0

La caída del dólar

CAMBRIDGE – Cuando el valor del euro llegó a un nivel histórico de 1.52 dólares, Jean-Claude Trichet, el presidente del Banco Central Europeo, declaró a la prensa que le preocupaba su rápida apreciación y que deseaba “subrayar” la política oficial del Tesoro de Estados Unidos de apoyar un dólar fuerte. Posteriormente, varios ministros de finanzas europeos hicieron declaraciones similares.

En realidad, naturalmente, Estados Unidos no tiene una política para el dólar –además de permitir que el mercado determine su valor. El gobierno estadounidense no interviene en el mercado de divisas para apoyar al dólar, y la política monetaria de la Reserva Federal ciertamente no está encaminada hacia ese objetivo. La Reserva Federal tampoco busca disminuir el valor del dólar. Si bien el recorte de la tasa de interés de los fondos federales del 5.25% en el verano de 2007 al 3% actualmente contribuye a la depreciación del dólar, el objetivo ha sido el de estimular una economía que se debilita.
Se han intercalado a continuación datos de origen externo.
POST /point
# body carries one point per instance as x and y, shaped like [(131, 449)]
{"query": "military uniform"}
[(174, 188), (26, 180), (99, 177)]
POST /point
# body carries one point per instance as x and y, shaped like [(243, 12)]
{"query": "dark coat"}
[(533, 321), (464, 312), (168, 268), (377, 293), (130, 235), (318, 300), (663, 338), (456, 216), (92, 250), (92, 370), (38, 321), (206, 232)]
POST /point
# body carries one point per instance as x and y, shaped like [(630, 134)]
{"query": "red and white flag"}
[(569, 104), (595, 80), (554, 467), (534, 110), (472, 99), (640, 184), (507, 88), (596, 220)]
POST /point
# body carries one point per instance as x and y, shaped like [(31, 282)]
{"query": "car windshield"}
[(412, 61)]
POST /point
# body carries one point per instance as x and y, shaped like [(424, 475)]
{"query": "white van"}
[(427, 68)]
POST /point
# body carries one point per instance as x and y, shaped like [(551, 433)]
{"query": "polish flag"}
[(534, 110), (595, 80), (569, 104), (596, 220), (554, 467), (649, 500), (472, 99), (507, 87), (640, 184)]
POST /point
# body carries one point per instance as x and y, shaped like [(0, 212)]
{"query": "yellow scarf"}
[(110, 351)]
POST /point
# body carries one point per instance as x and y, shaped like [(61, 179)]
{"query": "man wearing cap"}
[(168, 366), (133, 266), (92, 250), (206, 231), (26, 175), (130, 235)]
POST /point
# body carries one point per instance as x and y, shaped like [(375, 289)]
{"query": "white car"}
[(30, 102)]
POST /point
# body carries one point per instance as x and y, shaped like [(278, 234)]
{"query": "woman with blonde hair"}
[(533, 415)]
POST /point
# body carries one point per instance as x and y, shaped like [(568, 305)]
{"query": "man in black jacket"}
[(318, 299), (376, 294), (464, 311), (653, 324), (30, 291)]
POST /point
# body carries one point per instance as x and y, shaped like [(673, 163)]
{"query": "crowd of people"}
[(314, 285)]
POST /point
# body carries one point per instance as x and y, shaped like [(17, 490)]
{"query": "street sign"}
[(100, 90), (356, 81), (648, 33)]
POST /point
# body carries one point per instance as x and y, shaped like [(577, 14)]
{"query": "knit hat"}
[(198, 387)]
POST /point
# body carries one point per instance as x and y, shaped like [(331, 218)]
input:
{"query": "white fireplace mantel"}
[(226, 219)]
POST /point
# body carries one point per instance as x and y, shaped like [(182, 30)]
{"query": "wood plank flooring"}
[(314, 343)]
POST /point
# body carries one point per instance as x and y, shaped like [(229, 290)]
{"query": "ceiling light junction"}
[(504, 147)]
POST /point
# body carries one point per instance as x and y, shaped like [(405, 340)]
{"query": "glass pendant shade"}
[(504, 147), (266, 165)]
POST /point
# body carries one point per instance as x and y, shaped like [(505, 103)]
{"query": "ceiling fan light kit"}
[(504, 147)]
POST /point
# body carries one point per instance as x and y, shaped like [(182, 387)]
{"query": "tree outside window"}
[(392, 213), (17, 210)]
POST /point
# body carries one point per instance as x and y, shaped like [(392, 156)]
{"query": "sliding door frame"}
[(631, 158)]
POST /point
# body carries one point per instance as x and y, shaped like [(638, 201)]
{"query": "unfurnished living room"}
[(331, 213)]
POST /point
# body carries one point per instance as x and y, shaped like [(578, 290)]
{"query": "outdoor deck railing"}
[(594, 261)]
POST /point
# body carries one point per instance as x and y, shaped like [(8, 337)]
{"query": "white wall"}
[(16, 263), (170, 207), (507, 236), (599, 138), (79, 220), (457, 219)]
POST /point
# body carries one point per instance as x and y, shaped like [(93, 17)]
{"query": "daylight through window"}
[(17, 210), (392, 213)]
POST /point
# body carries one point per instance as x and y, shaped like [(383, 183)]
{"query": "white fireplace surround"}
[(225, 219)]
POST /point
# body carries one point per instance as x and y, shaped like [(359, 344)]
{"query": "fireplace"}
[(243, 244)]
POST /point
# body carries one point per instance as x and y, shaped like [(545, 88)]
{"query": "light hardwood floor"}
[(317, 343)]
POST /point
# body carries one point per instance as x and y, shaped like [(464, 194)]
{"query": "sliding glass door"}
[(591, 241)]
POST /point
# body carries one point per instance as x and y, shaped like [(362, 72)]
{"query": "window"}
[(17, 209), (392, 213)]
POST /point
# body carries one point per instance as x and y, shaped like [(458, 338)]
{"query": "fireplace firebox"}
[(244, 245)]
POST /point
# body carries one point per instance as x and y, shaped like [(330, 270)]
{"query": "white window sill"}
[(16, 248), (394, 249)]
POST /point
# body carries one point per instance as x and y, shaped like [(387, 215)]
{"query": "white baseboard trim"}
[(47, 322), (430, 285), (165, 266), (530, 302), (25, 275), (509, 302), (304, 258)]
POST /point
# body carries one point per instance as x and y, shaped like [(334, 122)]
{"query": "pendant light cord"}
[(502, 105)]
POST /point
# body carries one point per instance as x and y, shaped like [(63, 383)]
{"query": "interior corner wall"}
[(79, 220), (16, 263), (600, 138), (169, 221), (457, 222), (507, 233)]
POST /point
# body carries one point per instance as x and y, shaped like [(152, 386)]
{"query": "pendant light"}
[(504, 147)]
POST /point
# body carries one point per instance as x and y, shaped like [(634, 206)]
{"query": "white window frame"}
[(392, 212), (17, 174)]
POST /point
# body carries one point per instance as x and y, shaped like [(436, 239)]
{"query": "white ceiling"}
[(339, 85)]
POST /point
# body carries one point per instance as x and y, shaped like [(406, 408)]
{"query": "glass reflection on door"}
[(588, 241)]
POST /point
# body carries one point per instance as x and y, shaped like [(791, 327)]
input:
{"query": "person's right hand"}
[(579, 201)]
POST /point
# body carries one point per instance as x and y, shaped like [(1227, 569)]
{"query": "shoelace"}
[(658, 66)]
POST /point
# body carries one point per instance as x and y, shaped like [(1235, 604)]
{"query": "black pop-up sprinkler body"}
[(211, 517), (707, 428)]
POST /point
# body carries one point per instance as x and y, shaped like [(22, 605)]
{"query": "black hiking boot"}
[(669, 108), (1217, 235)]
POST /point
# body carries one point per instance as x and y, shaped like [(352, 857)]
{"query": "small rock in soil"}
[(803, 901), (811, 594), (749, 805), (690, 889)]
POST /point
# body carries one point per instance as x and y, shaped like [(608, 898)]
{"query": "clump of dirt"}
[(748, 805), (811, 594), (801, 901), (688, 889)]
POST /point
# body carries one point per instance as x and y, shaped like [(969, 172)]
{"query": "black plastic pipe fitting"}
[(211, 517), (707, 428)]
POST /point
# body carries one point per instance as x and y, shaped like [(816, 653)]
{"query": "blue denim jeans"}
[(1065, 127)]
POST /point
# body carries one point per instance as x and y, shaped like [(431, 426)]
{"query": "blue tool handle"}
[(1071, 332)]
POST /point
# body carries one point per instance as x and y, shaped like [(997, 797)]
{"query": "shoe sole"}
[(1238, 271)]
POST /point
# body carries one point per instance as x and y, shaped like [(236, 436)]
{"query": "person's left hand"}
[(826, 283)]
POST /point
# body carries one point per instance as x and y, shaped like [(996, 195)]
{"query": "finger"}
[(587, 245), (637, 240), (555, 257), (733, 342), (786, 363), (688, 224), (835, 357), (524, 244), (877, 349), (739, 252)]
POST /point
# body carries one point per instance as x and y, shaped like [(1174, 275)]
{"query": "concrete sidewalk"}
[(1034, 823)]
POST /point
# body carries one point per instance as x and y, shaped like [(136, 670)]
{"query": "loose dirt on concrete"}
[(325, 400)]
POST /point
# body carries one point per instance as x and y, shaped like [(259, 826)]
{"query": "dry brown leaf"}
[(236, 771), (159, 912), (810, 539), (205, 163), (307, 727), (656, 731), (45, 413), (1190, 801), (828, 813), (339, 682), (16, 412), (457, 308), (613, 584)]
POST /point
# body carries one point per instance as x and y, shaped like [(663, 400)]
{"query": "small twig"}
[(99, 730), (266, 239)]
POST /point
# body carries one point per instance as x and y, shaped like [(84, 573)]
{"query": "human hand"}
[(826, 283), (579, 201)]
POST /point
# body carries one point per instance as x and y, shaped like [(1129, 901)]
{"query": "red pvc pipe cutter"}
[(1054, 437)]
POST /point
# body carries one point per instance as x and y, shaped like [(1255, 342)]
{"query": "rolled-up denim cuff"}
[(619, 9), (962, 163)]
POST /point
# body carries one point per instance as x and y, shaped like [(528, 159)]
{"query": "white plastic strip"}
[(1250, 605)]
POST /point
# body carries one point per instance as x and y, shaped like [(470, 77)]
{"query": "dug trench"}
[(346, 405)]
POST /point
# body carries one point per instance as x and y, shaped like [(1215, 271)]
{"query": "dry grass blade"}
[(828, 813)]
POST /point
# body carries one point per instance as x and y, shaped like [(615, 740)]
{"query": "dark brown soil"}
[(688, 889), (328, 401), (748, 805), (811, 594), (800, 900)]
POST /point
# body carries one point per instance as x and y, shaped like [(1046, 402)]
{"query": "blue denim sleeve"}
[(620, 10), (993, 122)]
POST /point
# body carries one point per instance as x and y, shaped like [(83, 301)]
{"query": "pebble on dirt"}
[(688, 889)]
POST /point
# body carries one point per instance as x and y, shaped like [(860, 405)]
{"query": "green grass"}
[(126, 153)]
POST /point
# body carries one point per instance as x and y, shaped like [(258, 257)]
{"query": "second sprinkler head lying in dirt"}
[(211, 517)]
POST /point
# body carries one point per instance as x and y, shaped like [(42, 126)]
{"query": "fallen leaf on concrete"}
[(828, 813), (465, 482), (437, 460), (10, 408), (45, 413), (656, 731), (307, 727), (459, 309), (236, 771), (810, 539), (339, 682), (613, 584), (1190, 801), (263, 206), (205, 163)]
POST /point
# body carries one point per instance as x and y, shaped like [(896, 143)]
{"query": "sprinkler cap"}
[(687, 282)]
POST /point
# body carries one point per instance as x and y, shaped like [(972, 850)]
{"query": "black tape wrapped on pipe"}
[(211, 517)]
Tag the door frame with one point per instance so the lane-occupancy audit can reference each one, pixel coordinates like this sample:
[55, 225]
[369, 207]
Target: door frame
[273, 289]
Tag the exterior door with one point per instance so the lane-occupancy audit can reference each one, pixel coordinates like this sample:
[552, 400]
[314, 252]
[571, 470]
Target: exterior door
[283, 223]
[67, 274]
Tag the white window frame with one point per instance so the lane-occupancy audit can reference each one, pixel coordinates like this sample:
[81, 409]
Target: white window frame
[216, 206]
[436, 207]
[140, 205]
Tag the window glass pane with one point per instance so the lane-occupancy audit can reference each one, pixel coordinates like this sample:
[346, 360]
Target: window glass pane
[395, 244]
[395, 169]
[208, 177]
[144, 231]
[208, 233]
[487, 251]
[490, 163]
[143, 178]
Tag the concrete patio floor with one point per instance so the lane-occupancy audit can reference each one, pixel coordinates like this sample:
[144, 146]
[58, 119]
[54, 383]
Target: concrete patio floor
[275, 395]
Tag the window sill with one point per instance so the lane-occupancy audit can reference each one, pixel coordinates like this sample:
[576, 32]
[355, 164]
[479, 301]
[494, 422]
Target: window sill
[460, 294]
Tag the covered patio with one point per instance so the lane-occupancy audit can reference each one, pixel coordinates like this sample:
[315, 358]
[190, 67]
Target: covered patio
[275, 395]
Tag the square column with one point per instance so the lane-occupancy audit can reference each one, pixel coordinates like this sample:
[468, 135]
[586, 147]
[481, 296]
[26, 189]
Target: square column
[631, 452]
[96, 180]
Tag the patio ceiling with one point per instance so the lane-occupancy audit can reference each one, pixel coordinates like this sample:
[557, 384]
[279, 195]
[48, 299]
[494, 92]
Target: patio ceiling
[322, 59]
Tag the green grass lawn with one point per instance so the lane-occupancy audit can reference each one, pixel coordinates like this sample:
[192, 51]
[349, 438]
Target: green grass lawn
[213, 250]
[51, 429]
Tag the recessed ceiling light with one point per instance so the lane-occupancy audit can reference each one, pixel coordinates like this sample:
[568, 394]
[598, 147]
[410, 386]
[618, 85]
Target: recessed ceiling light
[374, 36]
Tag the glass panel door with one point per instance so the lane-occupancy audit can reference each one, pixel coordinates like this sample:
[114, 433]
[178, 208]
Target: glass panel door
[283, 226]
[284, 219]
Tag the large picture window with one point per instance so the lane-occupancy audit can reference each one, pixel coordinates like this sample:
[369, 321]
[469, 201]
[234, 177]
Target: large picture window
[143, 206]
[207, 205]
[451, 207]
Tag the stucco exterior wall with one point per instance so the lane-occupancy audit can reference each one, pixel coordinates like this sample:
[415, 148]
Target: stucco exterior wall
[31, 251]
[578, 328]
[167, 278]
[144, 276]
Sin embargo, todos los secretarios del Tesoro de Estados Unidos desde al menos Robert Rubin en la administración Clinton han repetido el mantra de que “un dólar fuerte es bueno para Estados Unidos” cuando se les pregunta sobre el valor del dólar. Pero aunque esto parece ser una mejor respuesta que “sin comentarios”, no dice mucho sobre el curso de las acciones actuales y futuras del gobierno estadounidense.

En efecto, la única meta explícita del Tesoro en materia de divisas es presionar a los chinos para que aumenten el valor del renminbi, con el fin de reducir de esa forma el promedio ponderado en función del comercio global del dólar. Sin embargo, la presión sobre China es totalmente compatible con la política estadounidense más amplia de alentar a los países a que permitan que los mercados financieros determinen el tipo de cambio de sus monedas.